The modern perception of standardized time is shared across the most distant lands. It combines knowledge of the astronomical calendar with state-of-the-art clockwork based on the movements of the stars and planets and is equipped with the latest technology to record and measure relatively short intervals of time.
Humankind was probably aware of the passage of time at the dawn of reason, but it was only with the beginning of settled agriculture around 8000 BC that a proper understanding of the seasons and daily changes over the course of a year became important. Prehistoric monuments around the world, including Stonehenge in England, clearly show that the seasons could be tracked by the setting and rising of the sun.
The Invention of Time and the Clock
The need to measure small intervals of time only emerged in the advanced civilization of ancient Mesopotamia around 2000 BC, probably due to religious, ritual and administrative requirements. Sundials were used to keep track of roughly day time, while shorter time intervals were measured by following the drip of water or the flow of sand through a fine gap.
The earliest weight-driven mechanical clocks probably appeared in Europe in the 2nd millennium AD. A single clock mounted in a public structure, such as a church, is sufficient for an entire community. Mechanical clocks became portable after the discovery of spring powering around 1500, and their precision was greatly improved in the late 17th century. The Industrial Revolution, which led to faster travel and telegraphic communication, eventually made it imperative to keep a record of time across large areas.
2000 BC: First Calendars
The ancient Babylonian civilization developed the earliest known form of calendar. The year was divided into 12 months based on the lunar cycle, with an extra month added to align the lunar and solar cycles. Other civilizations developed similar calendars
1600 BC: Water Clock
Although probably developed in Mesopotamia, water clocks (clepsydra) were popular in Greece and Rome. Graduated marks kept track of the level of water in a vessel with a small hole in the bottom.

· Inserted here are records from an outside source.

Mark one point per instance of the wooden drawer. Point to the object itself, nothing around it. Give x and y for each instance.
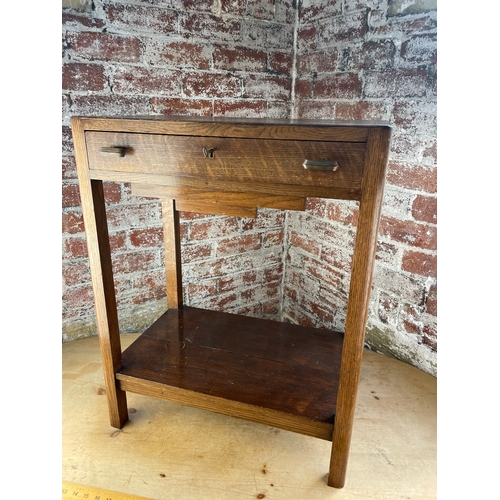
(236, 160)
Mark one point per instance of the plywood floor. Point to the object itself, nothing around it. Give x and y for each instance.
(168, 451)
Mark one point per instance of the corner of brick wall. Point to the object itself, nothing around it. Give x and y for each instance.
(181, 58)
(375, 61)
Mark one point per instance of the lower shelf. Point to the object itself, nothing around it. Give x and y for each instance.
(269, 372)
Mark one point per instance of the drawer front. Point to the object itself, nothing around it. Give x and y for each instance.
(234, 159)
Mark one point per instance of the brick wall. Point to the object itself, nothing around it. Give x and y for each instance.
(376, 60)
(367, 59)
(230, 58)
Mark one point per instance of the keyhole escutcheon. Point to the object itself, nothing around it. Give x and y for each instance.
(208, 152)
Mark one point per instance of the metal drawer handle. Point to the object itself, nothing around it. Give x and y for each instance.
(320, 165)
(208, 153)
(118, 152)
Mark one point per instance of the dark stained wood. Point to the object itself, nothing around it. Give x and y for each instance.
(359, 297)
(235, 160)
(94, 216)
(268, 364)
(317, 130)
(172, 243)
(227, 186)
(219, 202)
(300, 379)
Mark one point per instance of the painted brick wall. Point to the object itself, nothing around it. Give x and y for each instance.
(347, 59)
(187, 57)
(362, 59)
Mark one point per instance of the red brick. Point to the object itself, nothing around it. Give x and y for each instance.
(219, 302)
(78, 297)
(430, 336)
(420, 49)
(303, 89)
(271, 307)
(267, 86)
(278, 35)
(72, 222)
(234, 7)
(117, 241)
(98, 105)
(237, 282)
(326, 274)
(144, 260)
(125, 216)
(105, 46)
(272, 238)
(246, 108)
(319, 62)
(191, 253)
(410, 319)
(67, 140)
(409, 233)
(197, 5)
(377, 55)
(431, 302)
(75, 247)
(211, 85)
(340, 212)
(412, 176)
(75, 273)
(424, 209)
(346, 28)
(83, 77)
(69, 167)
(338, 86)
(306, 38)
(305, 244)
(419, 263)
(280, 62)
(150, 237)
(260, 9)
(340, 258)
(316, 309)
(210, 27)
(396, 83)
(274, 273)
(182, 107)
(387, 253)
(388, 308)
(112, 192)
(137, 80)
(361, 110)
(214, 228)
(137, 17)
(81, 20)
(70, 195)
(406, 25)
(312, 11)
(418, 116)
(238, 244)
(202, 289)
(182, 54)
(239, 59)
(316, 109)
(151, 287)
(317, 207)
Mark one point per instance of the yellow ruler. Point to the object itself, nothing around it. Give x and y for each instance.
(79, 491)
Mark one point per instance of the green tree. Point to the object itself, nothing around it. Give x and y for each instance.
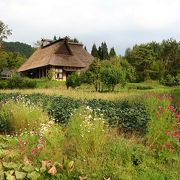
(111, 75)
(94, 51)
(73, 80)
(171, 56)
(92, 75)
(141, 57)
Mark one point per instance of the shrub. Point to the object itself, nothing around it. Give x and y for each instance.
(129, 117)
(17, 82)
(17, 116)
(73, 80)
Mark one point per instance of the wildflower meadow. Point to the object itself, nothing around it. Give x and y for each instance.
(56, 137)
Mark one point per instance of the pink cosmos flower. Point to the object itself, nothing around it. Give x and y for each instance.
(32, 151)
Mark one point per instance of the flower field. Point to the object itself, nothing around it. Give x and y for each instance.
(56, 137)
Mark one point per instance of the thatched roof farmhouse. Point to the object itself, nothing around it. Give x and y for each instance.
(60, 58)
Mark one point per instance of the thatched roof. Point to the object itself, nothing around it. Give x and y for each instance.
(58, 53)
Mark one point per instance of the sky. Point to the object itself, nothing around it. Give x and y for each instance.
(121, 23)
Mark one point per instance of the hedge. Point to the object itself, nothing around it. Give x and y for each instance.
(127, 116)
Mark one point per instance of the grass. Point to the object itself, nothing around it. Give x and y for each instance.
(86, 148)
(16, 116)
(87, 91)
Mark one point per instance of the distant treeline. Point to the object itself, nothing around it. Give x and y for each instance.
(156, 61)
(19, 47)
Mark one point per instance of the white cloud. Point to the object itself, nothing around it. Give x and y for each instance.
(92, 20)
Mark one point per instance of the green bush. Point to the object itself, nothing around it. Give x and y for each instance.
(140, 87)
(17, 82)
(129, 117)
(170, 80)
(73, 80)
(16, 116)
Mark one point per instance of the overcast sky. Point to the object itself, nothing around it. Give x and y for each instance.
(121, 23)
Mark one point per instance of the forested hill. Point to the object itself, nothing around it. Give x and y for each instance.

1500 BC: First Solar Calendars
The first solar calendars, developed in Babylon and Egypt, tracked time by the shadow cast by an upright stick called a gnomon.
520 BC: Candle Time
As mentioned in a Chinese poem, the first candles, which roughly revealed the time even at night, were useful thanks to the slow burning of a candle or incense stick.
800 BC: Hourglass
The first mention of these sand-based clocks dates back to the 14th century, just like water clocks, but sand clocks were probably discovered in Europe as early as the 9th century, or at least introduced there.
1088: Clock Tower of Su Song
The Chinese scholar Su Song built a clock tower that is believed to have advanced clockmaking in Europe, using a series of complex gears that track astronomical cycles.

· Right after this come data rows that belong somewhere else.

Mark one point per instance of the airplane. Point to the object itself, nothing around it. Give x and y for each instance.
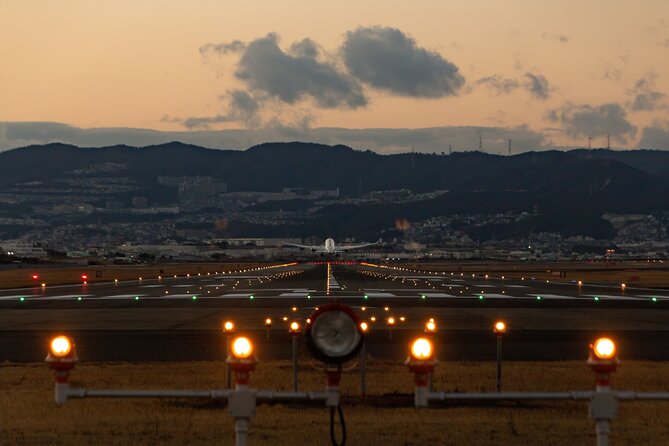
(329, 247)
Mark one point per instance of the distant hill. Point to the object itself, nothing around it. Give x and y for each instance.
(571, 189)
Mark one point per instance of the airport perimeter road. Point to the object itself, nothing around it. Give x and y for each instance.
(180, 318)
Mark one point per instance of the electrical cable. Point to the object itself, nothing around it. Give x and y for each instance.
(333, 437)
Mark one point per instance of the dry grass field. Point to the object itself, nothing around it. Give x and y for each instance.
(652, 274)
(22, 277)
(29, 416)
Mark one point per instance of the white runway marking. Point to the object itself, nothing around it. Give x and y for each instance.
(65, 296)
(500, 296)
(552, 296)
(379, 294)
(16, 296)
(121, 296)
(612, 297)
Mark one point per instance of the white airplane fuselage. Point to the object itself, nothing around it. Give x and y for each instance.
(329, 246)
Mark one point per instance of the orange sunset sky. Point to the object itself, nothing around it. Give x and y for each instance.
(540, 73)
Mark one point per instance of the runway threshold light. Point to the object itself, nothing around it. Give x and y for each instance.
(334, 335)
(61, 356)
(499, 328)
(242, 348)
(422, 349)
(603, 360)
(60, 346)
(604, 348)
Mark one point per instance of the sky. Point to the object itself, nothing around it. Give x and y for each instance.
(381, 75)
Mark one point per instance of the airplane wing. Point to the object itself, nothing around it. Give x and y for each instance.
(308, 247)
(350, 247)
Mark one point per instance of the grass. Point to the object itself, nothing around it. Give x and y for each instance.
(31, 417)
(22, 277)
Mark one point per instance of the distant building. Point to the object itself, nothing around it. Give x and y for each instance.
(140, 202)
(114, 205)
(199, 188)
(23, 248)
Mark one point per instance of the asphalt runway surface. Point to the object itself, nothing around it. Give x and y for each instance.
(180, 318)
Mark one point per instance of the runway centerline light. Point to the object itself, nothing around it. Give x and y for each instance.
(422, 349)
(60, 346)
(604, 348)
(242, 348)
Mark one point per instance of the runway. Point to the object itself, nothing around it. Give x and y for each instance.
(179, 318)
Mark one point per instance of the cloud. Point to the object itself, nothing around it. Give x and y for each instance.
(381, 140)
(579, 121)
(223, 48)
(388, 59)
(537, 85)
(553, 37)
(242, 107)
(646, 98)
(498, 84)
(297, 74)
(655, 136)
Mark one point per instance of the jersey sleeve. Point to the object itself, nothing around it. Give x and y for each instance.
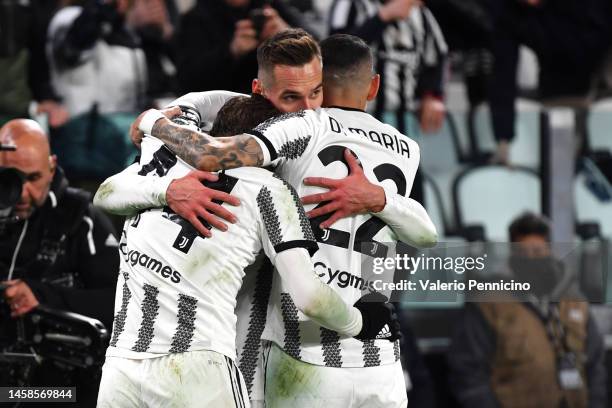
(286, 136)
(282, 220)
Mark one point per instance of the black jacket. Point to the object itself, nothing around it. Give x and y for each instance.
(68, 256)
(204, 61)
(473, 349)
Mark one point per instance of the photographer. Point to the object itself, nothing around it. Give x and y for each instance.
(542, 351)
(217, 41)
(56, 249)
(96, 58)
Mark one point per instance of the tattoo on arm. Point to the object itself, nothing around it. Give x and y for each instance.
(204, 152)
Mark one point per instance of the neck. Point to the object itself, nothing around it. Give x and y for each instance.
(344, 98)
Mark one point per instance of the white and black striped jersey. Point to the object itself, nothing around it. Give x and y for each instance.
(177, 290)
(410, 54)
(311, 144)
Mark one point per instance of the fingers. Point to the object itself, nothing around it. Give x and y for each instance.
(318, 198)
(225, 197)
(335, 217)
(222, 212)
(321, 182)
(213, 220)
(326, 209)
(203, 175)
(353, 162)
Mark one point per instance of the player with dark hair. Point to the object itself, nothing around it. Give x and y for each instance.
(174, 333)
(305, 146)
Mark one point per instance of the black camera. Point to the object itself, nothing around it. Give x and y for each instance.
(11, 183)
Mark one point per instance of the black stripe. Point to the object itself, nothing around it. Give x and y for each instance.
(396, 350)
(122, 313)
(269, 145)
(304, 221)
(257, 322)
(150, 310)
(238, 383)
(330, 343)
(269, 216)
(186, 318)
(292, 326)
(371, 354)
(229, 371)
(311, 246)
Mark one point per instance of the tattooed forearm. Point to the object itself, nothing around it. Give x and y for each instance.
(204, 152)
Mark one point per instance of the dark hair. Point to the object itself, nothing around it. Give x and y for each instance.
(241, 114)
(529, 224)
(343, 55)
(293, 47)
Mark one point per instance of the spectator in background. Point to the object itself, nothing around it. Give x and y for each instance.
(534, 353)
(217, 42)
(570, 39)
(99, 68)
(155, 22)
(24, 68)
(410, 56)
(410, 51)
(96, 60)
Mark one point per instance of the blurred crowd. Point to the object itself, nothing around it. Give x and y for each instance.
(85, 69)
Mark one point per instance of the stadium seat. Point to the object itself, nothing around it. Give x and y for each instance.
(434, 205)
(490, 197)
(525, 148)
(438, 150)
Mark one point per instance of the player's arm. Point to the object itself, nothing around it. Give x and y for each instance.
(408, 220)
(287, 238)
(199, 149)
(126, 193)
(206, 104)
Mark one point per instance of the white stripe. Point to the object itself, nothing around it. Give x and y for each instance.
(264, 150)
(90, 241)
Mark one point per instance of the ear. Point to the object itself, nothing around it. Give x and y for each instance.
(257, 86)
(52, 163)
(374, 85)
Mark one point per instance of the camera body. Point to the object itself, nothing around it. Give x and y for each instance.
(11, 183)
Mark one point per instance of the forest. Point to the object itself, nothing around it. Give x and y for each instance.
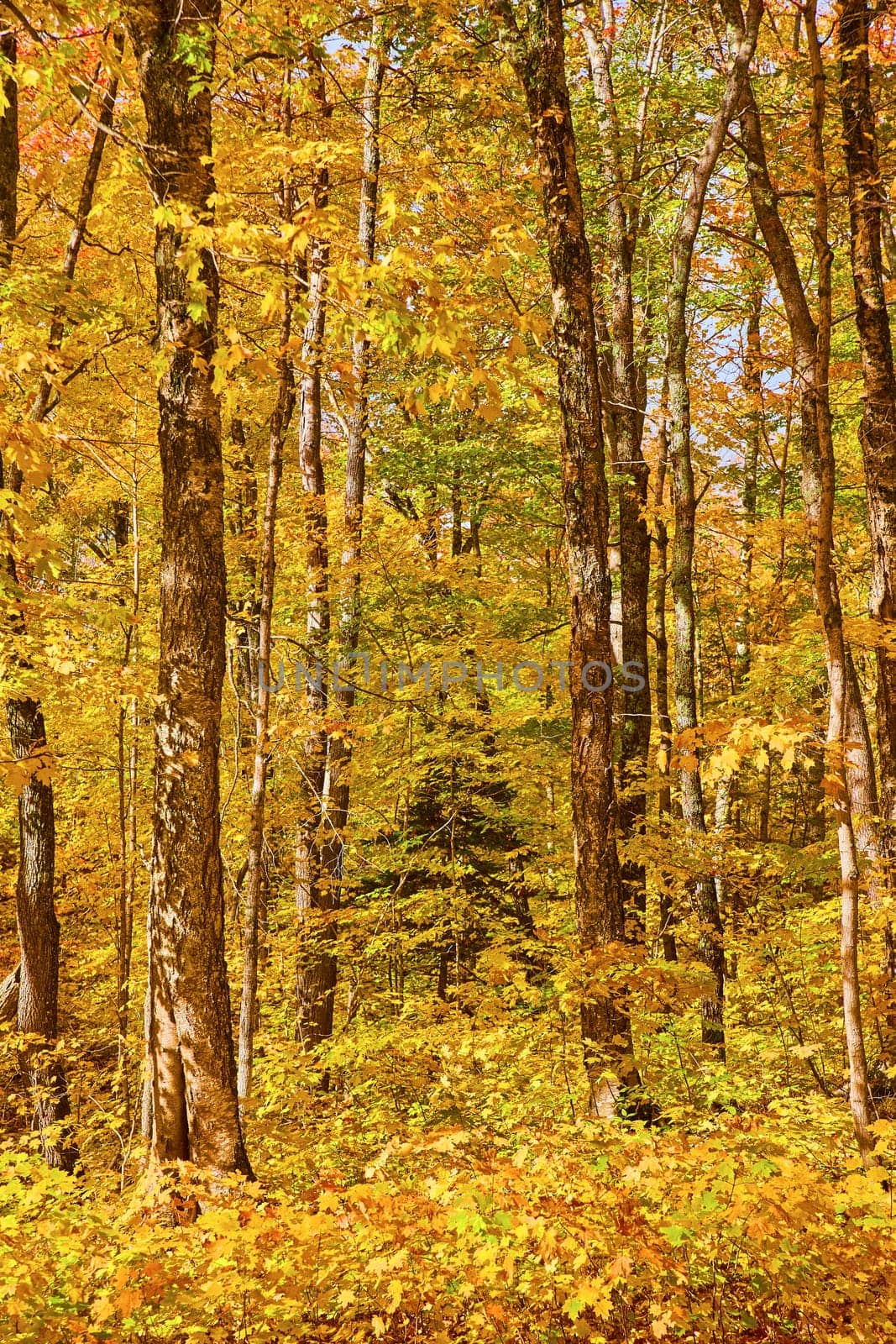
(448, 640)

13th Century: Weight-Driven Mechanical Clocks
The earliest known mechanical clocks, found in English cathedrals such as those in Salisbury and Norwich, used a falling weight on a chain to drive the rotation of gears set by an escapement and oscillating mechanism.

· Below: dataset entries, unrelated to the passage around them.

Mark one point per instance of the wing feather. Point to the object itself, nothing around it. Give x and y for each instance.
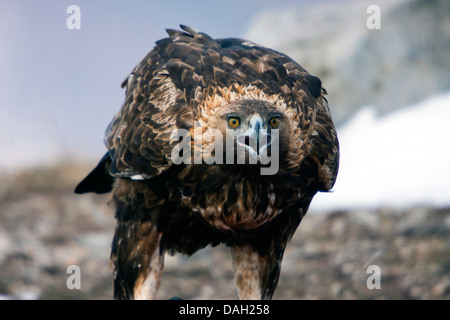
(164, 91)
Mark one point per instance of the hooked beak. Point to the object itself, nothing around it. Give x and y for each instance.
(255, 140)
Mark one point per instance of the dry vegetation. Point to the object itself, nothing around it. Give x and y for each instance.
(45, 228)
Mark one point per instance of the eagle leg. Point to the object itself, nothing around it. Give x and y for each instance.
(137, 257)
(256, 274)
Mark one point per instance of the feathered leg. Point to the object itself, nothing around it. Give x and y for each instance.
(136, 256)
(256, 274)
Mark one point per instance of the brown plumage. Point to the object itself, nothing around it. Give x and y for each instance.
(193, 82)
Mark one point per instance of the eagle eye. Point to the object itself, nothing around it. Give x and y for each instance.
(274, 122)
(233, 122)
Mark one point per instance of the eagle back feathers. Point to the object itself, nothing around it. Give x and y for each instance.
(189, 74)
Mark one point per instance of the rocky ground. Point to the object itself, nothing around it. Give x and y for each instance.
(45, 228)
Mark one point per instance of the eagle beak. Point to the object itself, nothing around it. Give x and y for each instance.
(255, 140)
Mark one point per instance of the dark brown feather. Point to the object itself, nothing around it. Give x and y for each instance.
(186, 78)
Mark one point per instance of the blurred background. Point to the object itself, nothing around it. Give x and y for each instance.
(388, 90)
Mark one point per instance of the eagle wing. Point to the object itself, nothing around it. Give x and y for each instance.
(165, 89)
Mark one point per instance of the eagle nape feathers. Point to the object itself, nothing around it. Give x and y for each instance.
(217, 141)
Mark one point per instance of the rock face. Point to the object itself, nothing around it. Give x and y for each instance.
(403, 62)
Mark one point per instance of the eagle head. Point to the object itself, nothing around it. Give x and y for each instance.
(243, 126)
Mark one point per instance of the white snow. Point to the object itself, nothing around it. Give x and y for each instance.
(400, 159)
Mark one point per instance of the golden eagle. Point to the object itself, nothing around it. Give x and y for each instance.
(190, 82)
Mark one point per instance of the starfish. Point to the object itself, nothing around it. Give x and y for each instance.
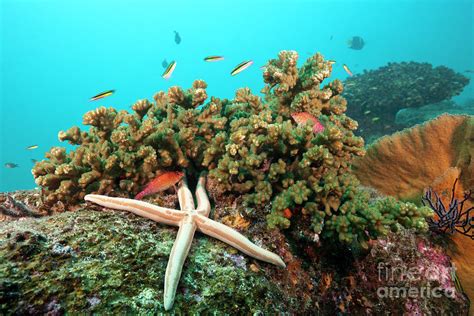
(188, 219)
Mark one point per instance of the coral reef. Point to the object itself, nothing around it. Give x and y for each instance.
(406, 274)
(110, 262)
(432, 155)
(453, 217)
(375, 97)
(99, 261)
(412, 116)
(251, 148)
(429, 155)
(123, 151)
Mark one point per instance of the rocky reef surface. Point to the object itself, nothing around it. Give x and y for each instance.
(284, 185)
(95, 260)
(376, 96)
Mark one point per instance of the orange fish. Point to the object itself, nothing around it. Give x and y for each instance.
(160, 183)
(302, 118)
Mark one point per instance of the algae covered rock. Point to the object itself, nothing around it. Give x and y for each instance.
(113, 262)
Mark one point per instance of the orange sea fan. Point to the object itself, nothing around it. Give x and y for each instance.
(427, 155)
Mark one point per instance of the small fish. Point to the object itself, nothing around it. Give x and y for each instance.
(177, 38)
(169, 70)
(241, 67)
(304, 117)
(347, 70)
(356, 42)
(160, 183)
(102, 95)
(214, 58)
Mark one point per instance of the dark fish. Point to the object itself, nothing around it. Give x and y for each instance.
(177, 38)
(349, 72)
(102, 95)
(356, 42)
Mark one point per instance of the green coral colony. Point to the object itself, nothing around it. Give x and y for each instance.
(250, 146)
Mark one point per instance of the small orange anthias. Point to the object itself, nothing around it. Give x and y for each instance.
(304, 117)
(160, 183)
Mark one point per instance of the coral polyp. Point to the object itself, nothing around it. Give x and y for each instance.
(251, 147)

1430: Spring-Driven Clocks
Watches were powered by a discharged spring, which helped to reduce the size of the watches. Watchmaker Peter Henlein used this technique in his first pocket watch.
1656: Huygens’ Pendulum Clock
Dutch inventor Christiaan Huygens used the regular oscillations of a weighted pendulum to make a clock that kept time every day with an error of a few seconds.
1759: Marine Chronometer
British watchmaker John Harrison perfects a spring-operated chronometer capable of keeping precise time for long periods at sea, allowing for the first time precise longitude calculations while on board a ship.
1927: Quartz Watch
The first electronic clock was made using natural electricity generated by the rapid oscillation of a quartz crystal. This clock could measure time to the precision of a fraction of a second per day.
1947: Atomic Clock
This device uses fast transitions in the internal structure of elements such as cesium to measure time with great precision.
1967: Defining the Second
One second was redefined as the time it takes a cesium atom to travel between two energy levels 9,192,631,770 times.
The 1970s: Numerical Timekeeping
The use of liquid crystals to show the change of digits in digital devices represented a revolution in time measurement.
Sources:
- Landes, David S. Revolution in Time: Clocks and the Making of the Modern World. Cambridge: Harvard University Press (1983).
- Landes, David S. Clocks & the Wealth of Nations, Daedalus Journal, Spring 2003.
- Lloyd, Alan H. “Mechanical Timekeepers”, A History of Technology, Vol. III. Edited by Charles Joseph Singer et al. Oxford: Clarendon Press (1957), pp. 648–675.